Oktoberfest, done the right way

It’s been awhile since I’ve done a weekend recap, but here’s a brief guide to Munich, Germany and how to do Oktoberfest the right way.  Eventualy I’ll post the video compilation, eventually…

1.  Book your travel/accomodations EARLY.  Oktoberfest brings in 1.1 BILLION EUROS to the local economy of Munich, and hotels know that they can charge a pretty steep premium during the three weeks of the festival.  I booked my hotel in mid-july, and the pickings were slim but we managed to score a room in Hotel Meier (within walking distance of the tents and the main train and bus station) for about 210 US dollars between four girls.

2. Suck it up and buy a dirndl. Sure, they’re pricey, but I think they’re worth it.  We got to Munich on a national holiday so all of the shops were closed, but there was one stand that I got a costume-y one at for about 40 euros.  Other, more traditional dirndls, can be anywhere from 120-180 euros.  Point is, even the cheapest dororthy-takes-Oktoberfest costume is better than wearing jeans and a flannel in the tents.

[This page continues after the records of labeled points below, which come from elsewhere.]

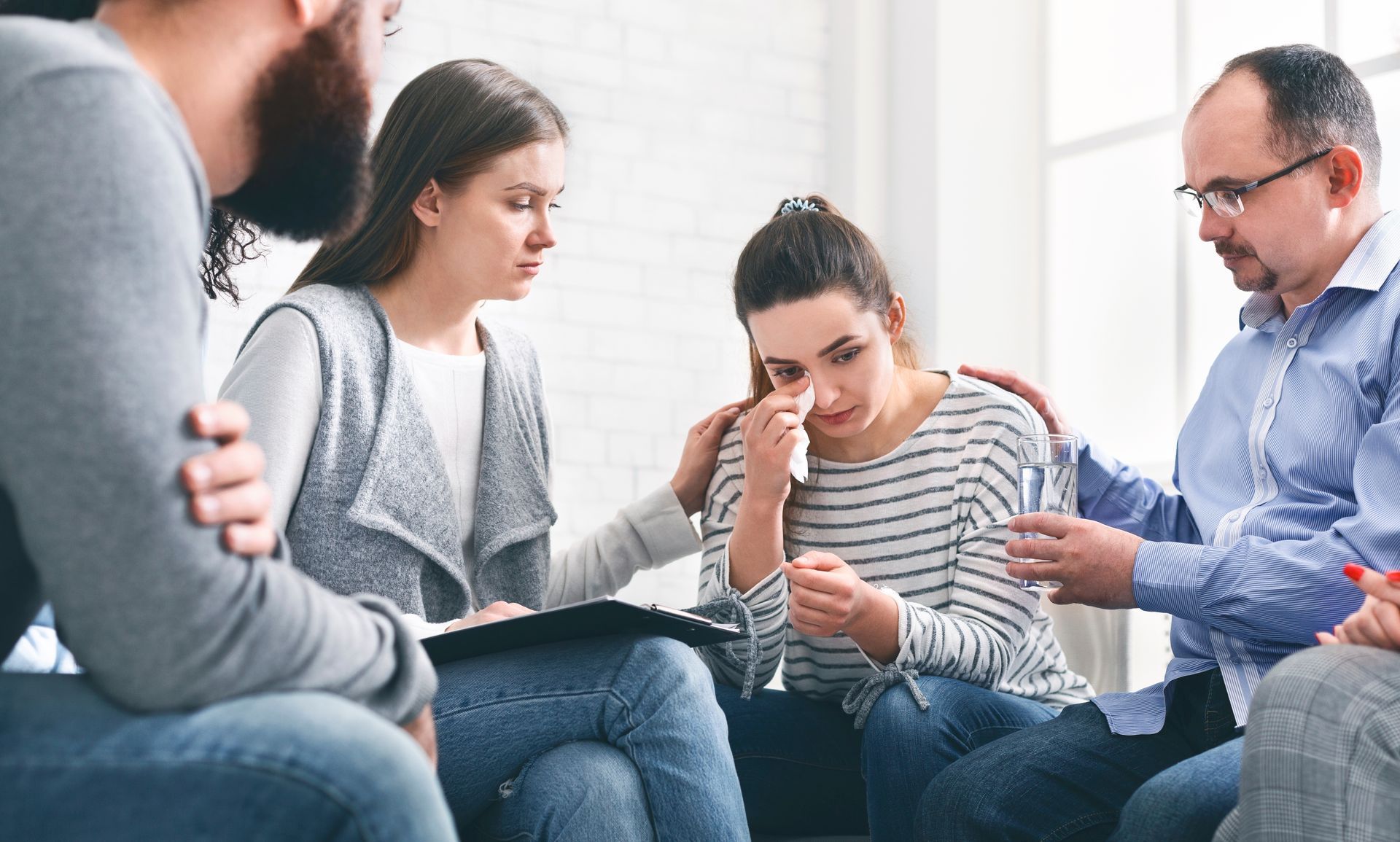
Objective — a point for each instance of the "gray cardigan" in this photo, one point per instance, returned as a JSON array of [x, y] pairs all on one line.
[[376, 511]]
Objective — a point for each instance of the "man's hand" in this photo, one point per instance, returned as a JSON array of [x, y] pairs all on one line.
[[1092, 563], [424, 733], [1028, 391], [1378, 620], [490, 615], [226, 484], [700, 453]]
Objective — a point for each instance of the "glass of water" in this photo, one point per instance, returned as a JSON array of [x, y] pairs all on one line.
[[1049, 481]]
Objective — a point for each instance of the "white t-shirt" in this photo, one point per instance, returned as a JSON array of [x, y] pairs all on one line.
[[278, 379]]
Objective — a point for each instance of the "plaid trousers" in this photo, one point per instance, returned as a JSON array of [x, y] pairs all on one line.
[[1322, 750]]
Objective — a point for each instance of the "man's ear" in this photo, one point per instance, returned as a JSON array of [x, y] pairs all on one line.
[[896, 316], [426, 206], [310, 13], [1345, 175]]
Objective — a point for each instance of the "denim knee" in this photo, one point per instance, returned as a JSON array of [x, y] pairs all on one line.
[[1185, 802], [955, 805], [580, 778], [674, 666], [341, 750]]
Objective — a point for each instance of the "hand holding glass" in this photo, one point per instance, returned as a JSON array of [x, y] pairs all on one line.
[[1049, 481]]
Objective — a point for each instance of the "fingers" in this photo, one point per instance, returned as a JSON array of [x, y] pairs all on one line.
[[1364, 627], [1056, 526], [771, 405], [814, 580], [1372, 582], [713, 426], [1043, 571], [246, 502], [1041, 549], [835, 606], [223, 421], [228, 464], [1388, 616], [818, 560], [503, 610], [251, 539], [780, 426], [1003, 377], [811, 623]]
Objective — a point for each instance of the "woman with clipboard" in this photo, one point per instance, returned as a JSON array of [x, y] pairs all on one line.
[[409, 455]]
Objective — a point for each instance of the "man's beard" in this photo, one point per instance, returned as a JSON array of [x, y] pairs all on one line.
[[311, 114], [1264, 281]]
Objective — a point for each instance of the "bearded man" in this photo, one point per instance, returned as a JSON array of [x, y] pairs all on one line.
[[226, 695]]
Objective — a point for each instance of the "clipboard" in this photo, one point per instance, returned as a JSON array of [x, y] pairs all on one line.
[[591, 618]]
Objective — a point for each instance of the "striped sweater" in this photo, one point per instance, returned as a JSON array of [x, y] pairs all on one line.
[[926, 523]]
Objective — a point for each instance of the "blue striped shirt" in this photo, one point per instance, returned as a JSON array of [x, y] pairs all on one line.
[[1288, 467]]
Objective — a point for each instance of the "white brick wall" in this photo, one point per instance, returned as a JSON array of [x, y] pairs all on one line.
[[689, 122]]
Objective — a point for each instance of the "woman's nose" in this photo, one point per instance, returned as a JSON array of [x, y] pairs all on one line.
[[543, 235], [825, 392]]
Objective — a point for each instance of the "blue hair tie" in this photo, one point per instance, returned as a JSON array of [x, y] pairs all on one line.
[[796, 205]]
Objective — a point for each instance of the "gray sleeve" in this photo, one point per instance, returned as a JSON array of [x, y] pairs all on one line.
[[648, 533], [278, 379], [100, 360]]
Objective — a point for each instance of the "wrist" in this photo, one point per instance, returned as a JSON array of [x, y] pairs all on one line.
[[689, 498], [874, 624], [762, 507]]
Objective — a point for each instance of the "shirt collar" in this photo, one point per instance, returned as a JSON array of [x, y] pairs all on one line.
[[1366, 268]]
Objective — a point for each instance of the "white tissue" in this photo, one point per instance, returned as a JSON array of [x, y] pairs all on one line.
[[804, 405]]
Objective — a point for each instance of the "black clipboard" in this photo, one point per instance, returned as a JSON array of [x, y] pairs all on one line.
[[593, 618]]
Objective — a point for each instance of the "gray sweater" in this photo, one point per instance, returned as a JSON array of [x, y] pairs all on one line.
[[103, 216]]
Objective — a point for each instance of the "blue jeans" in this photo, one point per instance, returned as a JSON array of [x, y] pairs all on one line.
[[296, 765], [1186, 802], [602, 738], [1070, 778], [806, 771]]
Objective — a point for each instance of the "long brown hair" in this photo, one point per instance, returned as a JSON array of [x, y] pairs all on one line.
[[448, 123], [804, 251]]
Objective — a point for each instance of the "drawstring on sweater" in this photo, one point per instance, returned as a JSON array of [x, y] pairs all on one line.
[[731, 609], [868, 690]]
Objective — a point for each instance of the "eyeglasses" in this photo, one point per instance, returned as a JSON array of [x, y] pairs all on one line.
[[1228, 203]]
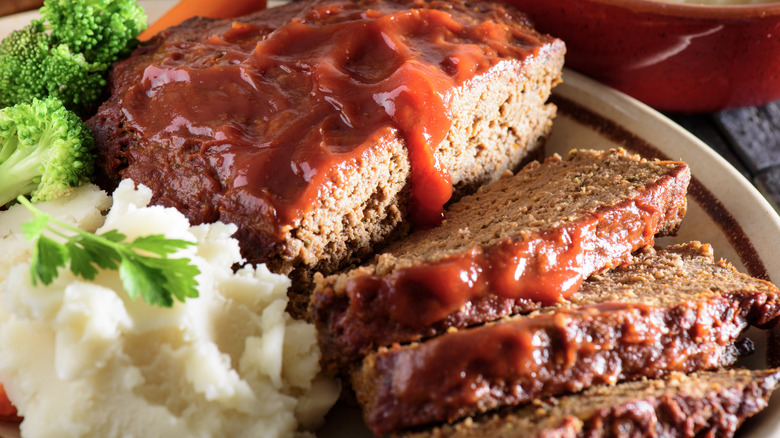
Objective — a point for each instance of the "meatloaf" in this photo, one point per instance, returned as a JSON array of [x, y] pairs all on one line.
[[672, 310], [712, 404], [527, 240], [323, 127]]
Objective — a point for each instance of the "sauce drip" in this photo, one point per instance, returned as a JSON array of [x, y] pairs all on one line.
[[280, 112]]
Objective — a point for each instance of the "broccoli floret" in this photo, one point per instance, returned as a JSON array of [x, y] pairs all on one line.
[[32, 66], [23, 54], [45, 151], [67, 54], [102, 30]]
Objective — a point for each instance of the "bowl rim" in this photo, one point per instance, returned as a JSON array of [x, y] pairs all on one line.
[[668, 7]]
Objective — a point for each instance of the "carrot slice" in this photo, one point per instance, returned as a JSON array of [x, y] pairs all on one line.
[[202, 8]]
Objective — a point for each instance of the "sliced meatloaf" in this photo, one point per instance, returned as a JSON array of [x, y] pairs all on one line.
[[323, 127], [522, 242], [674, 310], [710, 404]]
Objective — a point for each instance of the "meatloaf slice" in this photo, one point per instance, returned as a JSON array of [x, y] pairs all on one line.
[[521, 242], [323, 127], [686, 406], [671, 310]]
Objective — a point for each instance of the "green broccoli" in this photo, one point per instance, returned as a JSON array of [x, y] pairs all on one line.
[[69, 52], [45, 150], [102, 30]]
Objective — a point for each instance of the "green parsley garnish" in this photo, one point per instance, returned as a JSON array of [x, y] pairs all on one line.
[[143, 264]]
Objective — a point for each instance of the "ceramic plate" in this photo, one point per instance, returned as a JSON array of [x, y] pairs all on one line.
[[725, 210]]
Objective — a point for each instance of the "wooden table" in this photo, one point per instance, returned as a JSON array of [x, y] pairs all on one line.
[[749, 138]]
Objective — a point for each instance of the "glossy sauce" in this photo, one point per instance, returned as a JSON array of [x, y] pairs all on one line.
[[545, 267], [516, 361], [279, 113]]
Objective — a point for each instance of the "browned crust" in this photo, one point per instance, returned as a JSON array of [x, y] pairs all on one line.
[[349, 328], [702, 404], [501, 117]]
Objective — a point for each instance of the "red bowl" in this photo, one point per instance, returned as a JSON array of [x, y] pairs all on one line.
[[674, 57]]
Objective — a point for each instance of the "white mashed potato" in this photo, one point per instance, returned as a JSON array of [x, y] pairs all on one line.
[[82, 359]]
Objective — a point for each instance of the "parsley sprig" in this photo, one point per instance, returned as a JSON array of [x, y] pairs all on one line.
[[143, 264]]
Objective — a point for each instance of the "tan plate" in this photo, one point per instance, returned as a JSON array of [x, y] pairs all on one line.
[[725, 210]]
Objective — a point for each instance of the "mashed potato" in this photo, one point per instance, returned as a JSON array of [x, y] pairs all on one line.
[[82, 359]]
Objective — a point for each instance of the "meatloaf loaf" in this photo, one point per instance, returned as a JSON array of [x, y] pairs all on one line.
[[711, 404], [322, 127], [524, 241], [672, 310]]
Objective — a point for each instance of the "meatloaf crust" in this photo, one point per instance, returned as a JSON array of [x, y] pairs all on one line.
[[674, 310], [517, 244], [711, 404], [186, 119]]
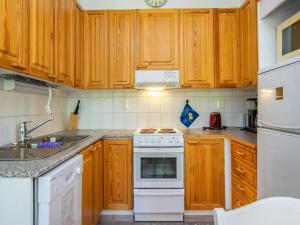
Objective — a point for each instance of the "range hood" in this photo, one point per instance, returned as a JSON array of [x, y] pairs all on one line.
[[156, 79]]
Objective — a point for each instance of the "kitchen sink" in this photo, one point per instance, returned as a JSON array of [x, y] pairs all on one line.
[[39, 148]]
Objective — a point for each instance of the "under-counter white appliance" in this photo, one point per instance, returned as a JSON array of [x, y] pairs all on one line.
[[59, 194], [158, 175], [156, 79], [279, 131]]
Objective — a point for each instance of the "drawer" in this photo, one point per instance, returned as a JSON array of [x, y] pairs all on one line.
[[243, 171], [243, 188], [243, 153], [237, 200]]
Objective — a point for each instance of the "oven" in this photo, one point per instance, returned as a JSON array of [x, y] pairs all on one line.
[[158, 168]]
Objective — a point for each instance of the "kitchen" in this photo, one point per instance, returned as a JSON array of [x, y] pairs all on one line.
[[147, 111]]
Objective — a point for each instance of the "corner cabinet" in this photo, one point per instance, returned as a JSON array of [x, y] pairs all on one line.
[[118, 188], [13, 34], [41, 39], [249, 43], [204, 173], [227, 46], [157, 39], [197, 48], [121, 48], [96, 49]]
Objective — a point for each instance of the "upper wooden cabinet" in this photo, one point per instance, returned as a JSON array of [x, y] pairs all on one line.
[[121, 48], [41, 39], [227, 48], [197, 48], [96, 49], [204, 173], [13, 34], [65, 41], [249, 43], [118, 188], [157, 39]]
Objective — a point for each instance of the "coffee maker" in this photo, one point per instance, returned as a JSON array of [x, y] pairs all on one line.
[[251, 120]]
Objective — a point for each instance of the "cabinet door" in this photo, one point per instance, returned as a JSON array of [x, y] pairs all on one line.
[[204, 173], [122, 39], [249, 45], [64, 41], [157, 45], [197, 50], [41, 39], [79, 50], [227, 44], [118, 174], [87, 188], [13, 34], [96, 49]]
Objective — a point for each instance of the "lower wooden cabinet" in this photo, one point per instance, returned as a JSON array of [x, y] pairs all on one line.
[[243, 174], [204, 173], [118, 189], [92, 184]]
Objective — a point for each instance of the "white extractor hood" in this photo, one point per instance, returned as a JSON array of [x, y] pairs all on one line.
[[156, 79]]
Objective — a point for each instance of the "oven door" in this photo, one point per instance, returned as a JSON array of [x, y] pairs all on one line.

3. Get to the tents EARLY.  Considering the fact that all of USD stormed the Hofbrauhaus (HB) tent during weekend three, it wasn’t crucial to stand in line at 5:30AM.  We got to the Hakker-Pschorr tent at 7:45 on Saturday and we were golden-even snagged three tables.  They do shut the tents relatively early in the morning though, so it’s better safe than sorry.

4.  Don’t rely on Munich’s shitty wifi.  If you’re meeting up with people, good luck.  Not many restaurants have free wifi and the hotels that do, well. It’s spotty at best.

5.  Whatever you do, don’t camp.  Most of my friends who booked their trips two weeks before camped with Stoke Travel.  Which is probably a really cool experience, if it wasn’t for Munich’s freezing temperatures during October.  I don’t know about you, but I wanted a hot shower and a warm bed over a small cramped tent any day.  But if worst comes to worst, you can always look for an airbnb near the city center.

So those are my five rules of thumb for planning/navigating Oktoberfest.  Oh, andddddd……

There is a huge hill outside the tents on the fairgrounds.  We were warned our freshman year “Beware of the hill, whatever you do, DON’T go on the hill.”  And I’ll admit that I had no idea what that meant at the time….

“The Hill,” oh the infamous hill, is basically where every belligerent man in Munich decides to pee, and also where my best friend Ashley tried to run up the hill through the mud to find a sparsely covered bush and do the same.  This happened in front of an audience of about 200 people, including a parade of German police, who applauded her once she was done.  So if you want to be around a bunch of belliegerent, drunk German people passed out by 11AM, by all means.  It’s great people watching.  But I promise you, as a female, there is definitely a better bathroom alternative than the infamous hill.

aftermath of falling down "the hill"
aftermath of falling down “the hill”

IMG_1718In other aspects, being inside the tents at Oktoberfest was one of the happiest (second to Poland, third to Croatia) weekends of my life.  Maybe it’s just something about paying ten euros a stein for beer that makes you so happy that you don’t even care that its the equivalent of three drinks at the Pennant.  I don’t know.  Maybe it’s because the alcohol percentage is higher than normal beers (and the highest in the HB tent, might I add) that you just want to sing your heart out after your second stein.  I don’t know.

Never mind that you don’t understand a word of the German beer songs, or you don’t know any of the people who are standing on top of tables and chugging their steins in about two and a half seconds–you are going to applaud and cheer for them like they have been your best friend since you were in diapers.

Definitely make some time to walk around Munich and see the clock, but let’s be honest.  If you’re a college student like me, you didn’t come to Munich for the historical sights.  You came for the beer.